Psikolog David L. Rosenhan, ekibiyle beraber psikiyatristlerin akıl hastalıklarını teşhis etme yetisi üzerine bir araştırma yapmıştır. Akıl hastalarının teşhislerinin belirsiz olduğuna ve doktorların kaprislerinin etkisi altında olduğuna inanmış ve bir deney yapmaya karar vermiş. Buna psikiyatrların aklı başında ve akıl hastası insanları ne kadar doğru şekilde ayırabildiklerini test etmek diyebiliriz. Rosenhan’ın kontrolü ve başkanlığıyla beraber yedi kişilik bir psikolog grubu ABD’nin beş farklı eyaletinde kendilerini akıl hastanesine hasta olarak kabul ettirmişler.

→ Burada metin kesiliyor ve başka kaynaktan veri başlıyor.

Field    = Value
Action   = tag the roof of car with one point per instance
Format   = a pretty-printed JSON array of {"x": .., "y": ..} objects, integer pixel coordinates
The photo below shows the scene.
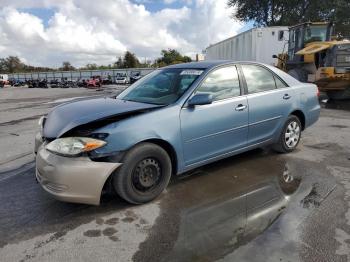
[
  {"x": 201, "y": 64},
  {"x": 213, "y": 63}
]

Doktorlara “kof”, “boş” ve “pat” şeklinde sesler duyduklarını söylemişler. Ve bunun sonucunda yedi kişilik grubun hepsi şizofreni, bipolar gibi tanılar alıp, psikiyatri hastanesine kabul edilmişlerdir. Haftalarca hastanede kalmayı başarmışlar, normal davranışlar sergilemeye başladıklarında ise bu davranışları doktorlar; var olmayan hastalıkların bir parçası olarak değerlendirmiştir.
Dikkat..! Bu araştırmanın en ilginç noktasına dikkatinizi çekmek istiyorum; doktorlar bu kişileri akıl hastası olarak gördükleri halde, hastanedeki gerçek akıl hastaları araştırmacılara, “haydi oradan, siz hasta değilsiniz, siz gazetecisiniz, hasta numarası yapıyorsunuz,” demişlerdir. Evet kesinlikle akıl alır gibi değil.
Bu deneye dair haberler yayılmaya başladığında, hastane böyle bir hata yapıldığından şüpheli olduklarını açıklayınca; Rosenhan “peki, sizin hastanenize yalancı hastalar göndereceğim, onları bulun öyleyse,” diyerek hastaneye karşı meydan okumuş.
Ve bunu söyledikten sonra gerçekte hiç sahte hasta göndermemiş. Bu arada hastanede 40 gerçek hasta, sahte olarak damga yedi, 23 hasta şüpheli görüldü. “Akıl hastanesinde akıllı olmak” isimli çalışmanın, deneyin bu şok edici dalgaları psikiyatriye güveni son derece sarsmıştır. Bunun beraberinde daha güvenilir test ve bilimsel çalışmaların, yeni tanı sisteminin gelişmesini sağlamıştır.
Psikolog Rosenhan ve ekibine bu konuda teşekkür borçluyuz diye düşünüyorum. Psikiyatriye katkısı tartışılamaz.